Her distasteful tweet may have cost her a job at LBC, but this isn't the last we've seen of Britain's biggest troll. 

Another atrocity, other surge of grief and fear, and there like clockwork was the UK’s biggest troll. Hours after the explosion at the Manchester Arena that killed 22 mostly young and female concert goers, Katie Hopkins weighed in with a very on-brand tweet calling for a “final solution” to the complex issue of terrorism.

She quickly deleted it, replacing the offending phrase with the words “true solution”, but did not tone down the essentially fascist message. Few thought it had been an innocent mistake on the part of someone unaware of the historical connotations of those two words.  And no matter how many urged their fellow web users not to give Hopkins the attention she craved, it still sparked angry tweets, condemnatory news articles and even reports to the police.

Hopkins has lost her presenting job at LBC radio, but she is yet to lose her column at Mail Online, and it’s quite likely she won’t.

Mail Online and its print counterpart The Daily Mail have regularly shown they are prepared to go down the deliberately divisive path Hopkins was signposting. But even if the site's managing editor Martin Clarke was secretly a liberal sandal-wearer, there are also very good economic reasons for Mail Online to stick with her. The extreme and outrageous is great at gaining attention, and attention is what makes money for Mail Online.

It is ironic that Hopkins’s career was initially helped by TV’s attempts to provide balance. Producers could rely on her to provide a counterweight to even the most committed and rational bleeding-heart liberal.

As Patrick Smith, a former media specialist who is currently a senior reporter at BuzzFeed News points out: “It’s very difficult for producers who are legally bound to be balanced, they will sometimes literally have lawyers in the room.”

“That in a way is why some people who are skirting very close or beyond the bounds of taste and decency get on air.”

But while TV may have made Hopkins, it is online where her extreme views perform best.  As digital publishers have learned, the best way to get the shares, clicks and page views that make them money is to provoke an emotional response. And there are few things as good at provoking an emotional response as extreme and outrageous political views.
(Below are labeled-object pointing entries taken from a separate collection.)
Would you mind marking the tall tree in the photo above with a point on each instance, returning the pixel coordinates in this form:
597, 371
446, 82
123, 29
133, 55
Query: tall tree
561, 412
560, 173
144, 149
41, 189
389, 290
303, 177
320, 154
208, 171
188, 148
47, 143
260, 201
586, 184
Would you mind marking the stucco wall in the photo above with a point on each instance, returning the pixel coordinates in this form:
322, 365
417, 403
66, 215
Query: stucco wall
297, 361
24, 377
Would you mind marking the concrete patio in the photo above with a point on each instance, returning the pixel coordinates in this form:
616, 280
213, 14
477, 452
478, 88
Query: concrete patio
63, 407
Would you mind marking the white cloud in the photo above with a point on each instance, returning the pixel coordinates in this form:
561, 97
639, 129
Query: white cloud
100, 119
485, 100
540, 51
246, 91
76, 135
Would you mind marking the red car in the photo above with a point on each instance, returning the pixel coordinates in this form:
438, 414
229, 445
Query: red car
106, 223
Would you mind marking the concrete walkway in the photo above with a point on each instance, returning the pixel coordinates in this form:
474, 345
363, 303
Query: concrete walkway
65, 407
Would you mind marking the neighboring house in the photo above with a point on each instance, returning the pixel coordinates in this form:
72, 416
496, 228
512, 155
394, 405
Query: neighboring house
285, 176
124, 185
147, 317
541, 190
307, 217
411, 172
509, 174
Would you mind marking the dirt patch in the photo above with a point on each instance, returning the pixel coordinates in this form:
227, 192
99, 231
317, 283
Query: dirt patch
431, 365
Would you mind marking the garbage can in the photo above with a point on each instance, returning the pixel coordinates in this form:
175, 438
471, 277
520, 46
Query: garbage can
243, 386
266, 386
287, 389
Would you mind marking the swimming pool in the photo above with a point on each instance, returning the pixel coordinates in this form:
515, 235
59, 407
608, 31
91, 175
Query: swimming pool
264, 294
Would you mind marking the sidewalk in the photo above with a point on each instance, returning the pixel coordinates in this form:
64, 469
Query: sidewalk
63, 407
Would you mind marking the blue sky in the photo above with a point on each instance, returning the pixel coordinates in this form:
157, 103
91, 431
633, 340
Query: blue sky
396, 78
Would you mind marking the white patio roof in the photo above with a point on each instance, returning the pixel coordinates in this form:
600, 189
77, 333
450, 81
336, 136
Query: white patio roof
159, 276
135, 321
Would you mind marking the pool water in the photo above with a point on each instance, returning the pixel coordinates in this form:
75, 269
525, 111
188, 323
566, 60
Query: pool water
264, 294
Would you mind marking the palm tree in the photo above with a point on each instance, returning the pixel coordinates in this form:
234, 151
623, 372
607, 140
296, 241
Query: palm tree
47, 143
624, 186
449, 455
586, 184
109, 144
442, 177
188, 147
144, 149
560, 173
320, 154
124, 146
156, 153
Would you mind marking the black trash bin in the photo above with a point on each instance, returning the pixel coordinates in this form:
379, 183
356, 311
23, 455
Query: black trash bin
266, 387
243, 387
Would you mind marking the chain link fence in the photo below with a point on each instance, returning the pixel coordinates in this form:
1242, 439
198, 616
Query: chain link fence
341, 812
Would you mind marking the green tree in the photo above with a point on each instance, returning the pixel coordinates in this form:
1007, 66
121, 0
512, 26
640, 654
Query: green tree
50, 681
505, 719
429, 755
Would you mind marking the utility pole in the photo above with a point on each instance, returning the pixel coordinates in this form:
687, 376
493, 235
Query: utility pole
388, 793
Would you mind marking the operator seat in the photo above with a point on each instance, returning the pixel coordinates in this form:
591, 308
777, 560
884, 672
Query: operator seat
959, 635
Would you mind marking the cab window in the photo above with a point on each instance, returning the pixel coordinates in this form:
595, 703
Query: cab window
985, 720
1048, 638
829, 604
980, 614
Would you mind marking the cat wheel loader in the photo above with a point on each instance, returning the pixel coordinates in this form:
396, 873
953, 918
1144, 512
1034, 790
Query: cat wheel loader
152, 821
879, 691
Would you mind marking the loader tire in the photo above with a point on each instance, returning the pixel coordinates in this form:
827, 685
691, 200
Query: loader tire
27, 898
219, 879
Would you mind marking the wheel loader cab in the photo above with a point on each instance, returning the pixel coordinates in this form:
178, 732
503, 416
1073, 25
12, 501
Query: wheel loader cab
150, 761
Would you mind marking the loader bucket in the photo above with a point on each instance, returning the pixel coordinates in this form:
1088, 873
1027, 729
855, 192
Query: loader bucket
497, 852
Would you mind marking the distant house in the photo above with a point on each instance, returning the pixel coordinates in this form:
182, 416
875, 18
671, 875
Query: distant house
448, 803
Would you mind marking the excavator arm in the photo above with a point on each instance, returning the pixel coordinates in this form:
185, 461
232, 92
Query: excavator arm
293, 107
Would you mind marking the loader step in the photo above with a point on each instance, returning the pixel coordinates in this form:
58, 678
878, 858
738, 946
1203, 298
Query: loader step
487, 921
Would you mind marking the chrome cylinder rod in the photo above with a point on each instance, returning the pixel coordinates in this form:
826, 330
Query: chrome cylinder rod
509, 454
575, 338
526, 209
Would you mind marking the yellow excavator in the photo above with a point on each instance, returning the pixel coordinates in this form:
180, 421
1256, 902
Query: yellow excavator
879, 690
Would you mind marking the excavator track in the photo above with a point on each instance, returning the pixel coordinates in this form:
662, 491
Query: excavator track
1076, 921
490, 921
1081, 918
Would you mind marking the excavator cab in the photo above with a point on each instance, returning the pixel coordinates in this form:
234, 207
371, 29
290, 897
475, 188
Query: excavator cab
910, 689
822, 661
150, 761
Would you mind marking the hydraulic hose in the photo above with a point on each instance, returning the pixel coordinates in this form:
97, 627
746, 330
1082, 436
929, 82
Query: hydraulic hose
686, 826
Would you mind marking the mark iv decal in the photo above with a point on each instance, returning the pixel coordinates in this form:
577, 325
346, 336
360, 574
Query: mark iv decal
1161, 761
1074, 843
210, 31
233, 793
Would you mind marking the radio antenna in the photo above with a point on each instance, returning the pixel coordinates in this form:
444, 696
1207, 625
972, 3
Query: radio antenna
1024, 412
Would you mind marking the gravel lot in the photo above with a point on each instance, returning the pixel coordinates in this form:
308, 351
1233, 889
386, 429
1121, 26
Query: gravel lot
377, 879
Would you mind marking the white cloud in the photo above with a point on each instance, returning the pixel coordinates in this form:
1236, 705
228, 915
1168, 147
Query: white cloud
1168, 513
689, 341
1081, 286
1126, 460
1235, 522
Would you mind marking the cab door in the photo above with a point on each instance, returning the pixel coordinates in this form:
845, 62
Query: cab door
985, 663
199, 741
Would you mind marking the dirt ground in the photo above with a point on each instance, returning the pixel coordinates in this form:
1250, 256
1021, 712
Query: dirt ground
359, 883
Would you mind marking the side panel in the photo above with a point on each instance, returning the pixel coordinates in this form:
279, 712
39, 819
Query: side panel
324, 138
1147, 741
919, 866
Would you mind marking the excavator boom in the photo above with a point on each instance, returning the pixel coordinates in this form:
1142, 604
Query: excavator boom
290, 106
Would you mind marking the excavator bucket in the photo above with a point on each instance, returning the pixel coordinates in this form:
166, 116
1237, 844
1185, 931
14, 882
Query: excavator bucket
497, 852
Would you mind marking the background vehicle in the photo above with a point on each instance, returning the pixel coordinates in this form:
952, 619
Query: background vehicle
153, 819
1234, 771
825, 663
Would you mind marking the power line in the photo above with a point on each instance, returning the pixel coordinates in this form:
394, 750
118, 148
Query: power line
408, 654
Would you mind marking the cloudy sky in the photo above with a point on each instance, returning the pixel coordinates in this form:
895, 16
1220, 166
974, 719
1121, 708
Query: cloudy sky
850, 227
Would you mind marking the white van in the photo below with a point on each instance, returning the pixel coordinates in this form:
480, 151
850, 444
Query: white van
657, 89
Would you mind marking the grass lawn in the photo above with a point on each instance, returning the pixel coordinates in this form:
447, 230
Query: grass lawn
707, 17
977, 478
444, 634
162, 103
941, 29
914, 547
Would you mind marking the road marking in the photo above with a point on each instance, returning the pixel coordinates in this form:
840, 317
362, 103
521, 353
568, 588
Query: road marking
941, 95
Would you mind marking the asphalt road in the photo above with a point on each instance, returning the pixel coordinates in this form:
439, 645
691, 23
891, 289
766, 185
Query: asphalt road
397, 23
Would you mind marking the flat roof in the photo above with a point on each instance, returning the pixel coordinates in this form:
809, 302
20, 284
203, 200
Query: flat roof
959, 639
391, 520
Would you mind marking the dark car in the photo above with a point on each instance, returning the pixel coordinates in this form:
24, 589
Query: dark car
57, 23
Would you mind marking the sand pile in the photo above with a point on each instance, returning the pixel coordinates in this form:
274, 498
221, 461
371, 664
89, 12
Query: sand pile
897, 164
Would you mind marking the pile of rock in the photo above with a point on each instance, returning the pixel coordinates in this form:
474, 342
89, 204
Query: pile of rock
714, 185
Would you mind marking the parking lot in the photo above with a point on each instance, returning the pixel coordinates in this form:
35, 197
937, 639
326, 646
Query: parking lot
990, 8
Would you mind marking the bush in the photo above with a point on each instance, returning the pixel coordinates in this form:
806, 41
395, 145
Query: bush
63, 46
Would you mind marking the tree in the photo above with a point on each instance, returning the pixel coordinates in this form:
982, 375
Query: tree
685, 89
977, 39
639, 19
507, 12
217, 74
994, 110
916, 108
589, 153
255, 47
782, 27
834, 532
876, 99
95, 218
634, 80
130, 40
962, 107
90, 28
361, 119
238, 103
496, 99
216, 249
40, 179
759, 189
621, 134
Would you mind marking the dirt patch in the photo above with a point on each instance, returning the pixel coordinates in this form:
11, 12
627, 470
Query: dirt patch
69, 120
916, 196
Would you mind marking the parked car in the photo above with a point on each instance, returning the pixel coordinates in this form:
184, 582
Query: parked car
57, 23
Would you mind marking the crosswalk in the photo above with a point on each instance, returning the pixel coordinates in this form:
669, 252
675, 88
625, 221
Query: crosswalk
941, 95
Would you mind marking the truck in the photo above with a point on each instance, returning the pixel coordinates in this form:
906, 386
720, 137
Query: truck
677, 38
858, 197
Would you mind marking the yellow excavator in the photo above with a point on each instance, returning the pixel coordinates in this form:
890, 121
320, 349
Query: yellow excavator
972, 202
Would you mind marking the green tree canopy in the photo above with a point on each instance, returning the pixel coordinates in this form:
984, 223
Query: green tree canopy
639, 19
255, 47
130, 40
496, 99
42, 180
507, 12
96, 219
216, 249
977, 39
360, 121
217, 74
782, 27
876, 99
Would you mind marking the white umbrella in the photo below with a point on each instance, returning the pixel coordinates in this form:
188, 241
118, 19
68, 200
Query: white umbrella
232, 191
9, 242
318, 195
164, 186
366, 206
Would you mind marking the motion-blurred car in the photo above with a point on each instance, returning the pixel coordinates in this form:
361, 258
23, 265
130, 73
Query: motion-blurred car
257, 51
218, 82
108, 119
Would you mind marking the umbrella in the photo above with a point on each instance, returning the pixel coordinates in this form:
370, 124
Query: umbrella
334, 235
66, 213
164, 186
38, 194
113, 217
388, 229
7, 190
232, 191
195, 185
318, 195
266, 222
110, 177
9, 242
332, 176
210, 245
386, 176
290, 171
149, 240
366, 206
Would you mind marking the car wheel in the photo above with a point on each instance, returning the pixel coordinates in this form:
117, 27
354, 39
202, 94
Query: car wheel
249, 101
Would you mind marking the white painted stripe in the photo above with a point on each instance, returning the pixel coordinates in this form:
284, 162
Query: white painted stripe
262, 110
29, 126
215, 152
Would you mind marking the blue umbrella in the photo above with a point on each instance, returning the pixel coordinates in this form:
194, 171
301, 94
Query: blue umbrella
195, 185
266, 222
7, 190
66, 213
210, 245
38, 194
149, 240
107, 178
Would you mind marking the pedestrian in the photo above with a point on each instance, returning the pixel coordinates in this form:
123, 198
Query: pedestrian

And in many ways it doesn’t matter whether that response is negative or positive. Those who complain about what Hopkins says are also the ones who draw attention to it – many will read what she writes in order to know exactly why they should hate her.

Of course using outrageous views as a sales tactic is not confined to the web – The Daily Mail prints columns by Sarah Vine for a reason - but the risks of pushing the boundaries of taste and decency are greater in a linear, analogue world. Cancelling a newspaper subscription or changing radio station is a simpler and often longer-lasting act than pledging to never click on a tempting link on Twitter or Facebook. LBC may have had far more to lose from sticking with Hopkins than Mail Online does, and much less to gain. Someone prepared to say what Hopkins says will not be out of work for long.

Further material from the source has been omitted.